Having already won a Pulitzer for Angle of Repose and a National Book Award for The Spectator Bird, Wallace Stegner crafted this loving reflection on friendship and the vicissitudes of life. I read this book decades ago, have recommended it to many and, in the process, lost my own copy. So I re-purchased the book and re-read it for one of my book groups. The lyrical language and the portrayal of the main characters grabbed me as firmly as they did the first time around. The first sentence is illustrative of his magic with words: "Floating upward through a confusion of dreams and memory, curving like a trout through the rings of previous risings, I surface. My eye open. I am awake."
Two couples meet in Madison Wisconsin through their husbands who are novice faculty/ instructors in the university's English department. Sid and Charity Lang come from east coast social class and money. Larry and Sally Morgan are poor westerners, yet somehow they bond, largely through the effusive and generous efforts of Charity. Both Charity and Sally are pregnant, due to deliver at the same time and so the baby delivery derby is on. Sid and Larry share long walks to talk over the multiple obstacles they face to find permanent employment in the middle of the Depression (1937). Both feel the university offers promise. Sid wants to write poetry but his wife drives him to write academia; whereas Sally supports Larry fiction writing passion. They both have to teach to earn their chops. During the good times they share, the two couples feel they are the "four in Eden.'' But, in Eden, there was also a serpent in the grass and in this case it is Charity's drive to make her husband into something he is not. "...headstrong, insufferably well-organized Charity tries to bully the passive Sid into a more aggressive mold. Charity is one of the most vivid characters in fiction; if she is arrogant, she is also kindhearted, enthusiastic, stalwart and brave--an ardent liver of life. Her incandescent personality is both the dominant force and the source of strain in the enduring friendship Stegner conveys with brilliant artistry (Publishers Weekly).

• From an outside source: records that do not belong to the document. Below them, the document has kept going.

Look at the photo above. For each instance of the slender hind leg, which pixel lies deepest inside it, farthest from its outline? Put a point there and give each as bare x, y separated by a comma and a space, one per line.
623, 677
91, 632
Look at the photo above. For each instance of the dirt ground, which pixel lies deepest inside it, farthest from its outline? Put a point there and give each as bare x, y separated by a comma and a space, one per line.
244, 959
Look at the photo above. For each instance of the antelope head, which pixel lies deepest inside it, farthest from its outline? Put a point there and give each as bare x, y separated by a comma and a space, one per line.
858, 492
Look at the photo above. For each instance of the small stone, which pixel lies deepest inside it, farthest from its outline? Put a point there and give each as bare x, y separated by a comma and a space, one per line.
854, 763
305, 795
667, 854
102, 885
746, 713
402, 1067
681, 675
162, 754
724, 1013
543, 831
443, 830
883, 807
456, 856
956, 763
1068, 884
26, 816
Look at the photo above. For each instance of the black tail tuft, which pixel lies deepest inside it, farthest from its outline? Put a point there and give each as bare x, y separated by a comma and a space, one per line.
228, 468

Publishers Weekly calls the book "a meditation on the idealism and spirit of youth, when the world is full
of promise, and on the blows and compromises life inevitably inflicts..." and goes on to assert that Stegner "has created a believable human drama the dimensions of which reach out
beyond the story's end and resonate in the reader's heart." Library Journal closes their review by saying, "This is a wonderfully rich, warm, and affecting book. Highly recommended." To be fair, I include the comments from Kirkus' less than laudatory review which opens and closes with the following: "Stegner takes a long look back—at four decades of a foursome's life—in a
novel that at moments is beguiling, though at others it labors for its
theme... Stegner clings to his theme of undying friendship beyond the point
where his material keeps it alive, leading him to an often visibly
artificial and conventionalized effort to push things along to their
end. In all, less moving as a whole piece than highly remarkable for the
fine penetration and achievement of some of its moments." I still thought the journey was worth it, precisely because of those moments.